The widespread use of pesticides has numerous pathological consequences including agents which generate oxidative stress. Analysis of impacts of pesticides and oxidative stress provide available evidence that suggests changes that play a key role in various conditions which limit the human life span. Ingestion of insecticide Raid® was administered to wistar rats for 30 and 60 days and various target organs of rats were examined for oxidative stress profile. Results showed that all the parameters either in erythrocyte or the organs compared negatively with the control groups (P<.05). The results indicated that catalase, superoxidedimutase (SOD), glutatathione reductase (Gr), and glutathione (GSH) levels significantly decreased in rats treated with insecticide Raid® alone compared with the liver and kidney. Besides, raid-induced oxidative damage caused a significant increase in malondialdehyde (MDA) levels of the liver and kidney tissues. Even more disturbing is the fact that pesticide is typically associated with cellular dysfunction as discussed.

Keywords
Oxidative stress profile; Lipid peroxidation; Pesticides; Exposure routes; Insecticides; Raid®
Introduction
Pesticides are ubitiquos and very prevalent in plant, everyone can be exposed to them just by walking on grass, drinking water and inhaling pollen in the air. Pesticides are equally found lurking in medicines, cosmetics and in just about everything. Residues of pesticides found in the air inside homes, on floors and other interior surfaces contribute to overall exposure of household occupants [1]. Additionally, open air burning of pesticides and application of it on the field are major contributors to environmental pollution problems. Some insecticides persist in the indoor environment or track-in. This is particularly true of DDT, chlordane and dieldrin whose efficiency depends on persistence [2]. Any of these chemicals may combine in the atmosphere to form fine particulate matters found in air (fruits and vegetables), water (sea foods), and in plant world (grains). Therefore, both wild life and humans are at risk from pesticide pollutions isn’t the environment. Several reports have shown that pesticides of all kinds are cause of chronic degenerative diseases [3]. Pesticides and other chemicals have been shown to cause impaired reproduction [4], deformities [5], deficit in brain functions and are carcinogenic [3,4,6], induce apoptosis and necrosis in human umbilical, embryonic, and placental cells [7] and other adverse health effects [8,9].

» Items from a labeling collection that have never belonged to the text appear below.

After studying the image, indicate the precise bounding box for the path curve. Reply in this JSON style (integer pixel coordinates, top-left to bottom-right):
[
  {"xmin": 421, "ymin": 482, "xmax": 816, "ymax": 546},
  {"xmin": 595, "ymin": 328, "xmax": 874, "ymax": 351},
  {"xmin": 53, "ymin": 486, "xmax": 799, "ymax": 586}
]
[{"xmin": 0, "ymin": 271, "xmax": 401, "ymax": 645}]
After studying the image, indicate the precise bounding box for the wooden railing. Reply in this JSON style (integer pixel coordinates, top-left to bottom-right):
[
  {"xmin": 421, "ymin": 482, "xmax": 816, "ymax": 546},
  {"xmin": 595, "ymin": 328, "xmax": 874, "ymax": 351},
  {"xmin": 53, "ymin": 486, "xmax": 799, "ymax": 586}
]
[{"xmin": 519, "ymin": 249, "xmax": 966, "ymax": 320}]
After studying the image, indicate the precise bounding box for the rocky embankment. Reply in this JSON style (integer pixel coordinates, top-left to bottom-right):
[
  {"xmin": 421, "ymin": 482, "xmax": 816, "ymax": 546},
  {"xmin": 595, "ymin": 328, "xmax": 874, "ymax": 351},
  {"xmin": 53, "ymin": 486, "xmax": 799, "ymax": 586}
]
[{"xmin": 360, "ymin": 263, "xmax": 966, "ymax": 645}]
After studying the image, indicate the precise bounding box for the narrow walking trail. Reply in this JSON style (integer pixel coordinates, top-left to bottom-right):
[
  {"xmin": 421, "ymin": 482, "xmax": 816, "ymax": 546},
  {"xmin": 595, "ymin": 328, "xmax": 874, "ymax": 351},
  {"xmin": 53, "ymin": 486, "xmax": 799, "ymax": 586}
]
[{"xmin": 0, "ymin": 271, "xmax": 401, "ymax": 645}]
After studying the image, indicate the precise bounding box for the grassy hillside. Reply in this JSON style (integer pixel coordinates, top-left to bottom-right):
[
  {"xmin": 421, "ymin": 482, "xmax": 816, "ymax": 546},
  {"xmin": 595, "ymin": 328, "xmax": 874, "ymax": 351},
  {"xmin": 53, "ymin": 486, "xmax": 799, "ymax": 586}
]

A case of insecticide Raid® has widespread uses in control of insects especially anopheles mosquitoes [10]. However, because of chemical stability, insecticides Raid® accumulate rapidly in tissues causing death and have profound effect on growth [11]. Bioaccumulation factor of insecticide Raid® was observed in lipid, up to three times that of the feed at the first concentration while accumulation factor in the muscle , brain and liver was about the three times that of the feed [12]. There is little toxicity and bioaccumulation data for raid on rats in the literature. However, Davis et.al. [10] Presented summary of insecticide as having an acute dermal toxicity for rats, which is considered as extremely high.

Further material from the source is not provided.